Sunday, February 12, 2012

Perpetual tiredness and the creativity machine

Josh bears my attempts to embarrass him patiently.
I recently came across some research which suggests that people are more creative when they're tired. As I used to describe myself as, "always tired," this was relevant to my interests.

I was recently diagnosed with sleep apnea, for which I've been undergoing treatment. That goes a long way toward explaining my tiredness. What it doesn't explain, though, is why I still stay up until all hours of the night, working on my writing. You'd think I'd want to be tired, or something.

I've mentioned it before, but I used to spend entire summer vacations writing all night. I would often tell my parents I'd be in bed soon, only to tap away until dawn, or close to it. Most of it was that I didn't want to go through the entire scary house in the dark, but it was also that I was writing far more productively than I did in the daylight hours.

This doesn't work with other jobs. I've worked overnight shifts, and wound up so perpetually exhausted and groggy that I ruled it out as a long-term solution to my night owl ways. Apparently it's just writing.

I've joked with other writers about it. We agree that the wee hours are the best times to shut up the inner critic, though many of them find that the inner critic serves an important function. Rereading the high-output pieces fills them with dismay: it wasn't the brilliance they thought it was.

It's the ultimate in pantsterdom, really. Typing along with no plan, no frame, no idea of where you're going to end up, is about as seat-of-the-pants as you get. That would explain why some people in the writing group find it less useful than others.

Still, I can't go through life perpetually tired. That way lies madness. There are other ways to tap into this, to use it to my advantage. I can, for instance, try to get most of my writing done when I first get up on weekends, rather than after the coffee has kicked in. I can acknowledge that I'm more tired during the week, and so push myself to write more after a long day, instead of allowing myself a break. I can simply be mindful of my state of mind, and have the discipline and mental fortitude to push myself when I only want to take a nap.

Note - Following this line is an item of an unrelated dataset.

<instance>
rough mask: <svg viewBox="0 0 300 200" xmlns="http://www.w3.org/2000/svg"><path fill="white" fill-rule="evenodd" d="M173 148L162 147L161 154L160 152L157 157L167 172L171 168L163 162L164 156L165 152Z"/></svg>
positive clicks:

And I can do all that while ending the cycle of perpetual tiredness. It's a luxury many (parents, full-time students, professional writers) don't have, and so I'm best off learning to tap it when I have time on my side. Lord knows, if I'm working under deadline, I won't be able to wait for inspiration to strike.

Odd that I should be talking about the luxury of being tired. It is nice to know, though, that my self-sabotage of my sleep schedule was serving a purpose.